Around 100 people turned out for Protect Public Health Care Sunshine Coast’s (PPHC) April 30 forum in Sechelt to hear a pair of speakers who urged them to consider health care issues when marking their ballots.
Andrew Longhurst, a researcher with the Canadian Centre for Policy Alternatives, and the author of “Privatization and Declining Access to BC Seniors’ Care – An Urgent Call For Policy Change,” said the main message of his study is that “ownership of facilities matters.”
“Over the last 16 years, health authority owned and operated, and non-profit owned and operated beds, have declined at a rate of 11 per cent,” Longhurst told the audience. “Beds in the for-profit sector, publicly funded beds where the health authority contracts out, similar to the issue at Silverstone … that type of private for-profit delivery for those services has increased at a rate of 42 per cent… We’re not seeing the investments in publicly owned and operated facilities.”

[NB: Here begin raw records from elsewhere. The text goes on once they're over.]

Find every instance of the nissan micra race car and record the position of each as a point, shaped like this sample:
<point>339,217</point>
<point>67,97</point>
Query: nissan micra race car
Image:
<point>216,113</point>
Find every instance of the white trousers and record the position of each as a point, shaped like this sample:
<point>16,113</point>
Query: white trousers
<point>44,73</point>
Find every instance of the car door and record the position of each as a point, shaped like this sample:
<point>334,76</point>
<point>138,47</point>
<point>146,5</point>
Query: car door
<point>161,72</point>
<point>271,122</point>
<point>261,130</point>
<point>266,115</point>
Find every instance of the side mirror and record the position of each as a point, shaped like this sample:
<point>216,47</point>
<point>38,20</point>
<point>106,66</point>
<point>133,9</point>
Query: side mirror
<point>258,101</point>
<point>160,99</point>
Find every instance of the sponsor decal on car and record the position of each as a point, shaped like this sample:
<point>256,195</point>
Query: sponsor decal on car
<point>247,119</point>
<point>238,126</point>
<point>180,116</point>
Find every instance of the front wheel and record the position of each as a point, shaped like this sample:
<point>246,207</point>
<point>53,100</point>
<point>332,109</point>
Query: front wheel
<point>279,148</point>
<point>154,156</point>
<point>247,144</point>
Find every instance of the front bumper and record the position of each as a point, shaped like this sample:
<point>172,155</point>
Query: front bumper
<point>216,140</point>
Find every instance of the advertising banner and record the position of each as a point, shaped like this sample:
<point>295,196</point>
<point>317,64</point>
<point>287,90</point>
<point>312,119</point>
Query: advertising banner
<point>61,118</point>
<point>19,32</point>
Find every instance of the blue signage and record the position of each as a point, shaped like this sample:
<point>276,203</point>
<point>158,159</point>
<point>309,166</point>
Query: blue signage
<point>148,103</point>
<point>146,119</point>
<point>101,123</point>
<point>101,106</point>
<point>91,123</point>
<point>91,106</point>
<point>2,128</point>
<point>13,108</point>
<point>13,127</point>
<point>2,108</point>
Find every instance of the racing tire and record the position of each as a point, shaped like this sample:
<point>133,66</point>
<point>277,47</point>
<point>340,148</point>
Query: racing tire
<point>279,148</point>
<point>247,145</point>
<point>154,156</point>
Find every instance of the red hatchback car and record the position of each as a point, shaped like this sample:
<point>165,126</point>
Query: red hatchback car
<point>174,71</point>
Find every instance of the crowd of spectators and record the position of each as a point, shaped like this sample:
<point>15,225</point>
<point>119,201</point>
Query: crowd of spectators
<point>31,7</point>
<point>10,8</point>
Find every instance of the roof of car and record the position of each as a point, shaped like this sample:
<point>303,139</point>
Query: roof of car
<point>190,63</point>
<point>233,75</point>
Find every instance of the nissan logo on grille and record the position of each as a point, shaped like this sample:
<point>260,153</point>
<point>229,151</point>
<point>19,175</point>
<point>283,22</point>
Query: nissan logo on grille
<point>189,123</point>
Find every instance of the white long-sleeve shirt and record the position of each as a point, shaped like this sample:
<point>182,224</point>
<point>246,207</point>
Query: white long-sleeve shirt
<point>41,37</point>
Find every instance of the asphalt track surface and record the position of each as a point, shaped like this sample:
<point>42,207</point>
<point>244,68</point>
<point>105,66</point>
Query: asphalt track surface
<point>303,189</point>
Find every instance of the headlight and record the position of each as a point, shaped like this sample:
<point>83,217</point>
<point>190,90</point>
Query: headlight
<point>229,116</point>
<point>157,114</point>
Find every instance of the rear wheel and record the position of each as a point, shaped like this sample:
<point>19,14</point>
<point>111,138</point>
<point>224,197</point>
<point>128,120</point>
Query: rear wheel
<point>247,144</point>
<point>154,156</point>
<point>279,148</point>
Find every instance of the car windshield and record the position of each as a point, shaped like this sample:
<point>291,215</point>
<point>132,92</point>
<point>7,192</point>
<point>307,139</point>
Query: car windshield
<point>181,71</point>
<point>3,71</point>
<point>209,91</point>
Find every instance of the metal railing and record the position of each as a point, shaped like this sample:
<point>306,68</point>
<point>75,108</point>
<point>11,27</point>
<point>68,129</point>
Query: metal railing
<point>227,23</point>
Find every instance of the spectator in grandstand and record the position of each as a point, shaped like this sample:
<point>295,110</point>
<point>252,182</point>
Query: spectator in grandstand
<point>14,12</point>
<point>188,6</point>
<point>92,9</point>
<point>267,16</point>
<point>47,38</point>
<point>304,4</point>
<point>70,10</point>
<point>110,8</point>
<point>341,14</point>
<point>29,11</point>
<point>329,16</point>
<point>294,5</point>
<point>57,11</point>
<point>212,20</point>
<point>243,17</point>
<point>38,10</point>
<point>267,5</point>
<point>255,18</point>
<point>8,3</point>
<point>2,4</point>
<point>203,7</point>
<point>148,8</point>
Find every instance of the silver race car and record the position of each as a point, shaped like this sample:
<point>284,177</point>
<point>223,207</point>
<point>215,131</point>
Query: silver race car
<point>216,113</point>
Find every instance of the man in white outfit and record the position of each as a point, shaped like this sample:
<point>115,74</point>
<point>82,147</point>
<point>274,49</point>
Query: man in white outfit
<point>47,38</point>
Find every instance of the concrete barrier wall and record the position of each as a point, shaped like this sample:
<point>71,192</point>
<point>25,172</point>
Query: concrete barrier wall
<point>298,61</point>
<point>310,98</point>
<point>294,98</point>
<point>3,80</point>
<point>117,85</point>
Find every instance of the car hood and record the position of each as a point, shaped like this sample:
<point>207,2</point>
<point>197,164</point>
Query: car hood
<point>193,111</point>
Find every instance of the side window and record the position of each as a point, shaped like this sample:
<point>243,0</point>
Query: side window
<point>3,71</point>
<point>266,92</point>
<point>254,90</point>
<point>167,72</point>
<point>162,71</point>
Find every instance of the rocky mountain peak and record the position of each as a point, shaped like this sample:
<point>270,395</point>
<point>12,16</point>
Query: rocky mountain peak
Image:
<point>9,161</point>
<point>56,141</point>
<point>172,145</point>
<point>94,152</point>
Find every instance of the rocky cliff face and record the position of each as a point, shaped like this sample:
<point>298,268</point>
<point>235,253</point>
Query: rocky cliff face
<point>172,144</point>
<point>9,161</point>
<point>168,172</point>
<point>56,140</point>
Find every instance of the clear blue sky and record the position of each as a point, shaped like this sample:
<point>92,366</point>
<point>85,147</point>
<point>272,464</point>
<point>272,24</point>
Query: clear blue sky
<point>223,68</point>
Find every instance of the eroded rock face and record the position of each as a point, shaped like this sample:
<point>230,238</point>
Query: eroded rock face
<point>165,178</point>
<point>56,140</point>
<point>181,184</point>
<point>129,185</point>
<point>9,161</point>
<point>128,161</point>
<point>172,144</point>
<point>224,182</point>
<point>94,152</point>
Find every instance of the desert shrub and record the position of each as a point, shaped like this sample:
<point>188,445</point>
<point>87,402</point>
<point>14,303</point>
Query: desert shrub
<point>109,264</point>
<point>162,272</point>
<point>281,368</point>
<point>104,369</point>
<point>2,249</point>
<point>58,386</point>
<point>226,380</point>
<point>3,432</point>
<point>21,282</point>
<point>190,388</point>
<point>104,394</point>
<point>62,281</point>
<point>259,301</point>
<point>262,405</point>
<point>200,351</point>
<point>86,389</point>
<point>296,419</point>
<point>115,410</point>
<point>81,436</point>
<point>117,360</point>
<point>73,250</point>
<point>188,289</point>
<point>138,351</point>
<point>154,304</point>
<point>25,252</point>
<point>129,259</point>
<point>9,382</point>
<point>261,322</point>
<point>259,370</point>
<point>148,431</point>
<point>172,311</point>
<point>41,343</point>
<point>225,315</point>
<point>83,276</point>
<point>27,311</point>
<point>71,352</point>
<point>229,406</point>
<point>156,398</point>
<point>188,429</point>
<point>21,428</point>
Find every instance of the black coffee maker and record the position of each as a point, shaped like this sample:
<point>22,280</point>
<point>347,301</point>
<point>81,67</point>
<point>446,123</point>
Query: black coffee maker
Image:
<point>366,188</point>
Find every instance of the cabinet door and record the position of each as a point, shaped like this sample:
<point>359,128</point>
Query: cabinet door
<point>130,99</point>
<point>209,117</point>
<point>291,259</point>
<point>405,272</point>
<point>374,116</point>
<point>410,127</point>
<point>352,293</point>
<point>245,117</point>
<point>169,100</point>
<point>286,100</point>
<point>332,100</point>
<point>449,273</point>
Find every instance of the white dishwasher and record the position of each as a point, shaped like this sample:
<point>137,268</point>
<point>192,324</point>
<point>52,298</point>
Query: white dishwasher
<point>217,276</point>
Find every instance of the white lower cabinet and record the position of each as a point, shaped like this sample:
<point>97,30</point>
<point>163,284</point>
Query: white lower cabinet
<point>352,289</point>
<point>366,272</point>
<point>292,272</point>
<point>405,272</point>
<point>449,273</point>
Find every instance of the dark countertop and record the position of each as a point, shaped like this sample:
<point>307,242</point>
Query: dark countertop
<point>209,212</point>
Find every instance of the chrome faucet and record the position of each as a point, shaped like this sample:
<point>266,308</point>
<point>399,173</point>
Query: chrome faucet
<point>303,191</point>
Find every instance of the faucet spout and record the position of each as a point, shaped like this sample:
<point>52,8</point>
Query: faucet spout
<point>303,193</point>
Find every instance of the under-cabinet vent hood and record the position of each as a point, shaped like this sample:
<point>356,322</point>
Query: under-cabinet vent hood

Longhurst argued that his research and other studies show that the quality of care, especially long-term care, is better under a public or non-profit model.
According to Longhurst the shift to more private, for-profit delivery is being created, at least in part, because there’s not enough money coming to health authorities from senior governments for capital projects.
“In Vancouver Coastal Health, that’s been one of the challenges. There are competing capital priorities. There are other needs to expand hospitals and other facilities. For the health authorities, when they don’t have sufficient resources coming from the provincial government, they have to make those decisions,” he said. “Health authorities are put in a very difficult position because it means they can’t make those decisions to expand or maintain services in the public system where the evidence says those commitments need to be made.”
With the forum timed for the middle of a provincial election campaign that’s seen the VCH long-term care plan emerge as a hot local issue, there was also a call to political action.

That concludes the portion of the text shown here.